I’ve got a lot more menu fiddling ahead of me. It took me ten hours to finish Marvel Ultimate Alliance 3’s story on Mighty difficulty. The credits have rolled, but since I spent the back half of the game relying on a team of Storm, Black Panther, Doctor Strange, and Ms. Marvel, they’re the only four characters I have beyond level 40. That’s four out of the 33 characters I’ve unlocked so far. I have Infinity missions to complete, several of which require solo characters I’ve neglected thus far. On top of all of that, finishing the story unlocks Superior difficulty, which starts at level 40 and ramps up from there. I’m not putting down this game any time soon.

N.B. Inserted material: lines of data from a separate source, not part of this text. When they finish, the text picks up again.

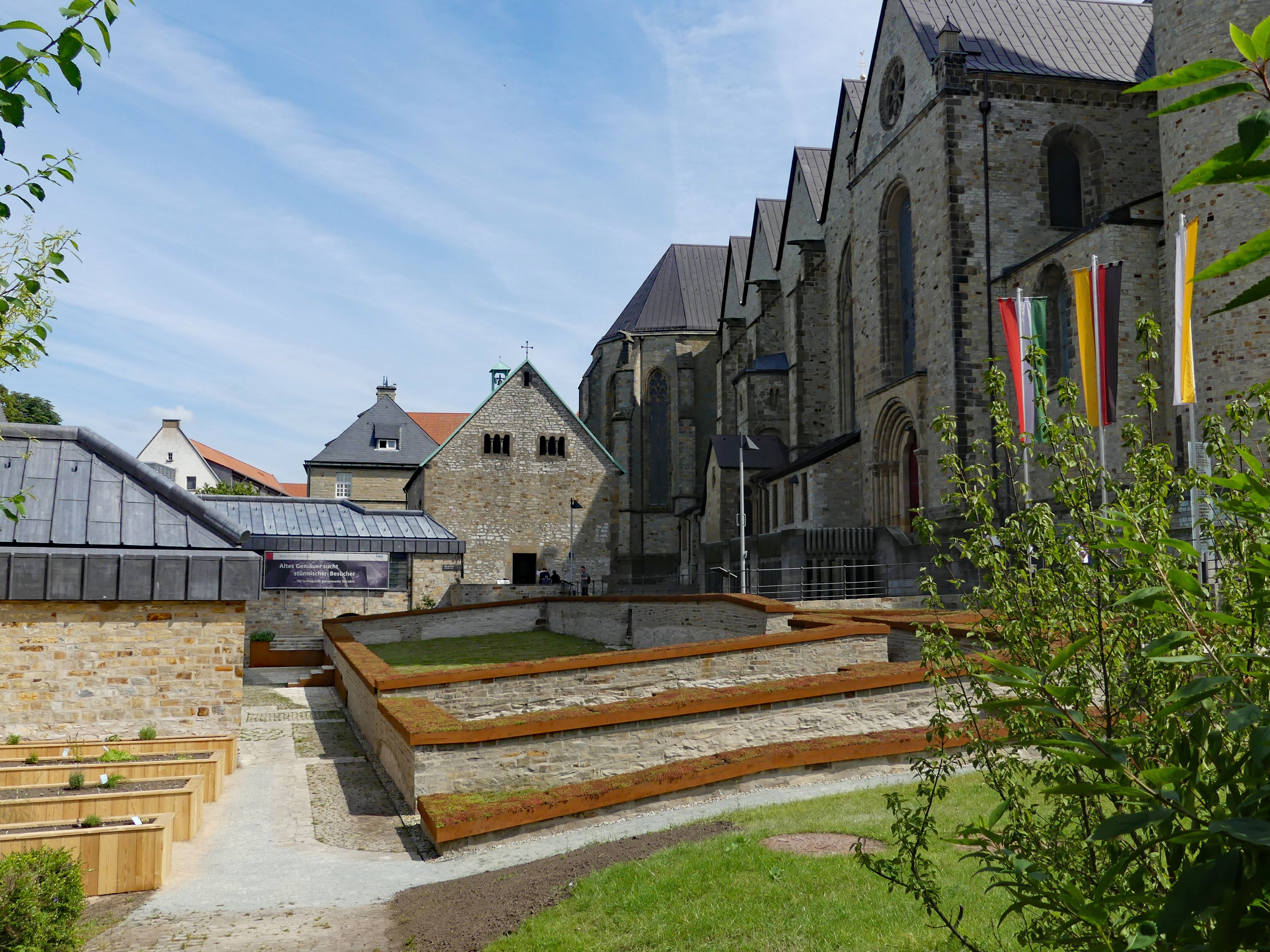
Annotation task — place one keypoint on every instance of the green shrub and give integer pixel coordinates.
(41, 901)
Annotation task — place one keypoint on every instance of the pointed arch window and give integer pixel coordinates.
(658, 440)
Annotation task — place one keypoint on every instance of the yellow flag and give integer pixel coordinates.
(1083, 288)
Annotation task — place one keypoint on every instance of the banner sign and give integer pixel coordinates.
(326, 571)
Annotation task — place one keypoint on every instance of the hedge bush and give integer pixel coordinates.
(41, 901)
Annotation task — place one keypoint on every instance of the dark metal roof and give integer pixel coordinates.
(283, 524)
(727, 451)
(387, 420)
(739, 255)
(87, 492)
(815, 164)
(1078, 39)
(683, 293)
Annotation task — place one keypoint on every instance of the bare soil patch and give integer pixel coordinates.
(465, 916)
(824, 843)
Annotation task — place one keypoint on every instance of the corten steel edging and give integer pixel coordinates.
(603, 659)
(758, 602)
(853, 748)
(648, 709)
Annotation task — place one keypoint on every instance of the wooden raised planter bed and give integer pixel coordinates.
(210, 766)
(120, 857)
(49, 750)
(185, 803)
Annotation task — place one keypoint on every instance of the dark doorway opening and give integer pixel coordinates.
(525, 568)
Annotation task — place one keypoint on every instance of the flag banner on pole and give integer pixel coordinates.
(1099, 409)
(1184, 291)
(1020, 319)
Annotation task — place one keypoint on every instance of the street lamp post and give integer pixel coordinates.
(573, 505)
(746, 444)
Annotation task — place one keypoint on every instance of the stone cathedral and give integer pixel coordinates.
(990, 149)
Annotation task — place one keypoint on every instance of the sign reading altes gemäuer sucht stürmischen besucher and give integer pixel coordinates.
(326, 571)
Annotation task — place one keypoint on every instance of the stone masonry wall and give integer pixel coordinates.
(575, 757)
(98, 668)
(623, 682)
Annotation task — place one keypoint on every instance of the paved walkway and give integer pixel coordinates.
(257, 873)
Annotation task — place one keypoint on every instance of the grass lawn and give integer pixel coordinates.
(434, 654)
(731, 893)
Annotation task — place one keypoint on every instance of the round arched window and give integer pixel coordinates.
(892, 101)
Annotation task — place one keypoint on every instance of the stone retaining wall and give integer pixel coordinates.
(100, 668)
(547, 691)
(577, 756)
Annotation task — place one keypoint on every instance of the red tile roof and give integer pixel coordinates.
(439, 426)
(238, 466)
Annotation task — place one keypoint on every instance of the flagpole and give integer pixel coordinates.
(1098, 367)
(1019, 319)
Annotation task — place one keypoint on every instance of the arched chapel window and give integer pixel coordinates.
(658, 440)
(1065, 186)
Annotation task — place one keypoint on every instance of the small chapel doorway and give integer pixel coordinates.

Marvel is in a very different place in 2019 than it was in 2009. Marvel Ultimate Alliance and Marvel Ultimate Alliance 2 were made for fans of comic books, cartoons and the early Spider-Man and X-Men movies. Marvel Ultimate Alliance 3: The Black Order is very much a product of the Marvel Cinematic Universe. The characterizations are straight from the films. The game prominently features characters no one cared about back in 2009. In the game’s gallery, there’s a report section with biographies on heroes and villains with commentary by members of the Guardians of the Galaxy, to be enjoyed by people who had no idea what a Groot was prior to 2014. I love that characters I’ve grown up with have so many new fans. I’m just mildly disappointed it led to another Infinity Stone hunt instead of a game with an original story to tell.
But that’s fine. If an animated rehash of 10 years’ worth of movies and television is the framing needed to get me an action role-playing game as rich, challenging and satisfying as Marvel Ultimate Alliance 3: The Black Order, then so be it.